- Directed by: T. J. Kumar
- Starring: Manoj Kunal Nandana
- Music by: Deva
- Production company: Lakshmi Raju Pictures
- Release date: 11 November 2005;
- Country: India
- Language: Tamil

= Saadhuriyan =

Saadhuriyan is a 2005 Indian Tamil-language romantic action film written and directed by T. J. Kumar. It features Manoj, Kunal, and Nandana. The score and soundtrack for the film was by Deva.

== Cast ==
- Manoj
- Kunal
- Nandana
- Yugendran

==Production==
T. J. Kumar, an erstwhile assistant of director K. Subhash, narrated the story of Saadhuriyan to director Bharathiraja, who recommended that his son Manoj was cast in the project. Manoj changed his stage name to Manoj Bharathi for the film, hoping that it would be a more auspicious name for him. Kunal was signed on to play a second lead role, appearing with Manoj again after Varushamellam Vasantham (2002), and a photo session featuring both actors was held in October 2004. Meera Vasudevan was cast as the lead actress, before being replaced by Rathi.

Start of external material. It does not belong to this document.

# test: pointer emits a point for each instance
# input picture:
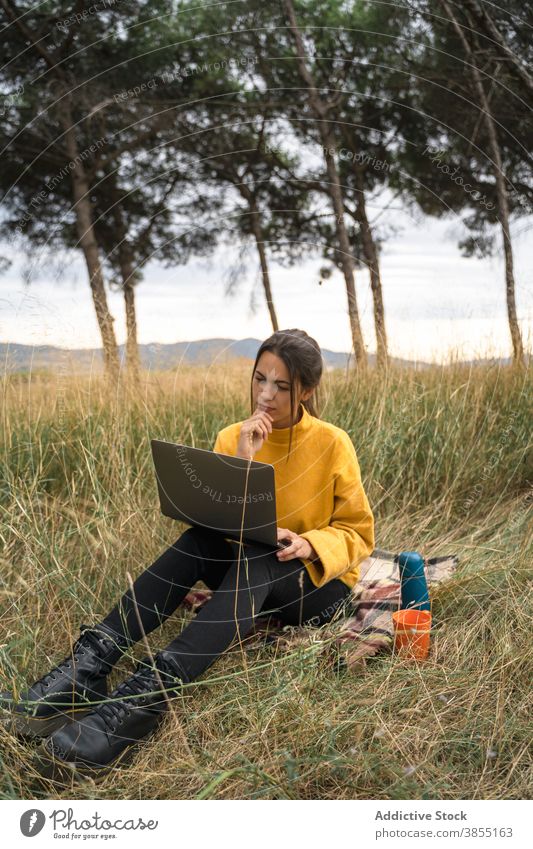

A scene in which Manoj was to put his hand on Nandana took several takes till Nandana put his hand on her by herself.

==Soundtrack==
The score and soundtrack for the film was by Deva.
- "Anju Vayasula" — Sabesh
- "Kannamma Kannamma" — Tippu, Anuradha Sriram
- "Naalai Enaka" — Jeevarekha
- "Saadhuriyana" — Febi Mani
- "Singamada" — Jayalakshmi, Mahesh Vinayaga Ram
- "Vachan Vachan" — Srikanth Deva, Malathi Lakshman

==Release and reception==
The film had a theatrical release on 11 November 2005 across Tamil Nadu.

The film's lead pair, Manoj and Nandana, fell in love during the making of the film and later got married in December 2006.